Digital CIOs have to have a clear and big picture of the company's core business and goals, in order to reinvent IT reputation and lead IT strategically and profoundly.
With the abundance of information and emerging digital technologies, opportunities, dangers, and disruptions are around every corner. IT touches both hard business processes and soft human behaviors, and plays a crucial role in driving changes and making a leap of the digital transformation. However, based on the fact that most IT organizations still get stuck at the lower level of maturity, forward-thinking IT leaders should ask themselves: Why is IT still portrayed as the cost center, and how to reinvent IT as the growth engine of the digital business?IT is portraited as “order taker” only when they only react to the business's request: Traditional IT organizations focus on keeping the lights on, taking orders from the business to fix immediate problems. When IT departments that are set up as a shared service, and consider their "customers" internal users only, they end up as order takers. This is when IT organizations are often in businesses or business units where IT offers little or no competitive advantage. In order to reinvent the digital reputation of IT, IT leaders should make an objective assessment of IT organizational maturity. Is IT strategic or tactical? If the organization is strictly tactical, yes, IT is an order taker. Is IT a service provider or a business solutionary? If IT is equal to the help desk mechanism or being thought of as “unnecessary overhead,” yes, IT is an order taker and cost center, you have effectively become a commodity. To reinvent IT reputation as the value creator, CIOs need to be able to recognize the struggles of the company by understanding the business beyond IT, CIOs should be invited to the big table, bring the table real value and contribute to the top line of the business. So, it is an advantage if the CIO has diversified experience, interdisciplinary knowledge, or technical expertise to identify IT visions and gaps between IT service and business operation, and ultimately, eliminate the gaps. Instead of reacting to the customers’ requests, IT should be running to take business initiatives proactively, either for leading changes systematically or optimizing organizational structure and business ecosystem to improve its effectiveness and fluidity continually.
Traditional IT organizations are perceived as the controller, slow to change: Traditional IT has a reputation as a controller and traditional IT leaders often apply “Command and Control” (C&C) management style to either manage people or control the technology usage of the business. However, with the service-on-demand model and the lightweight digital technologies, the business can bypass IT easily to order IT services from the third party if internal IT does not present a competitive advantage. IT needs to become more competitive for building a great reputation as a trustful business partner. The reason most of IT organizations get stuck in the lower level of maturity and being perceived as the controller and digital laggard is that they are too busy on fixing the symptoms or taking care of immediate problems. To reinvent its reputation, digital IT need to become the change agent of the company. IT is also something to have the IT resources (people and operational IT processes) refined to the point that they are nimble, can adapt to changing business demands in a timely fashion, can be reapplied to altering business priorities and be effective with the little down curve.
Traditional IT is often portraited as the cost center because doesn't have a full picture of IT contribution: IT performance is only evaluated via inside-out lens, with the measurement that the business is not interested in, often, it is perceived as the cost center, because businesses don’t know how IT can contribute to the revenue growth of the company.

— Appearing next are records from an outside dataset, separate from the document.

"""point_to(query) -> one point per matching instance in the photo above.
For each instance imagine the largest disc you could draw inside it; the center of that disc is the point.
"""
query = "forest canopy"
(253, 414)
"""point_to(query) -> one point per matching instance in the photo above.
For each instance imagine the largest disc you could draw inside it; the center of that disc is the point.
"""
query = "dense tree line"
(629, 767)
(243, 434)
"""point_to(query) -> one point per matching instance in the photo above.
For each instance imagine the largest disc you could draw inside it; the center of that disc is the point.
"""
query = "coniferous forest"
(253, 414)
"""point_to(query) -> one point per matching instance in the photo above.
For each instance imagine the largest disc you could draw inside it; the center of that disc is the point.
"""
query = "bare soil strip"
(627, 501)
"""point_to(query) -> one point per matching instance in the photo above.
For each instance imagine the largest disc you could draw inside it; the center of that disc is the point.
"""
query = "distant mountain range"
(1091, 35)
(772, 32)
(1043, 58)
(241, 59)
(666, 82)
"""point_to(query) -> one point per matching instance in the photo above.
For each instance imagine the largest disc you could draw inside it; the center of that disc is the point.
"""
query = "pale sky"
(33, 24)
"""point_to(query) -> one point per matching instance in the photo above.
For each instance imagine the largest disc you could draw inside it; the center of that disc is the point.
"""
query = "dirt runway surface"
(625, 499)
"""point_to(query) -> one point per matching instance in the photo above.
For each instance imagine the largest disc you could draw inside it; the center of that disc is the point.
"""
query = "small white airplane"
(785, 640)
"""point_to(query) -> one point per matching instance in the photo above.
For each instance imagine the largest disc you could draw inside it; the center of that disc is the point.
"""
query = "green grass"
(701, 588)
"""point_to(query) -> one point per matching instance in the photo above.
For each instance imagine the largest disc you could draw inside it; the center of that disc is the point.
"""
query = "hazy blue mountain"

The right set of ROIs is the best way to demonstrate the value of IT, to make IT investment more transparent and measurable, to create the synergy and differentiated capability for business growth. IT should also help the business improve net profit, by reducing the cost of doing business, leveraging right sourcing and sizing, and maximizing output, etc. IT must be measured through a business viewpoint. Set right KPIs to measure the level IT contribution. If CIOs are perceived as business executives, they should be able to demonstrate revenue generating expertise. Exemplify how IT directly impacts productivity or innovation. if IT part cost remains constant in terms of value compared to gross; IT is then contributing to productivity increase. If IT leaders can articulate their effort on business innovation both qualitatively and quantitatively, IT is on its way to becoming the innovation engine of the digital business. CIOs are taking on responsibilities outside of the IT domain, and in some cases with direct revenue generating responsibilities. They can articulate the existing and potential value of IT via a language and measurement senior executives understand quantitatively.
To reinvent IT reputation as the value creator and running a high proficient IT means a lot of things IT has to master, such as operational excellence, innovation, performance, change, integration, modernization, optimization, intelligence, value creation, speed, and maturity, etc. CIOs have to have a clear and big picture of the company's core business and goals to lead strategically and profoundly, manage a “run, grow, and transform” portfolio skillfully, and accelerate IT performance and unlock the full digital potential of the business.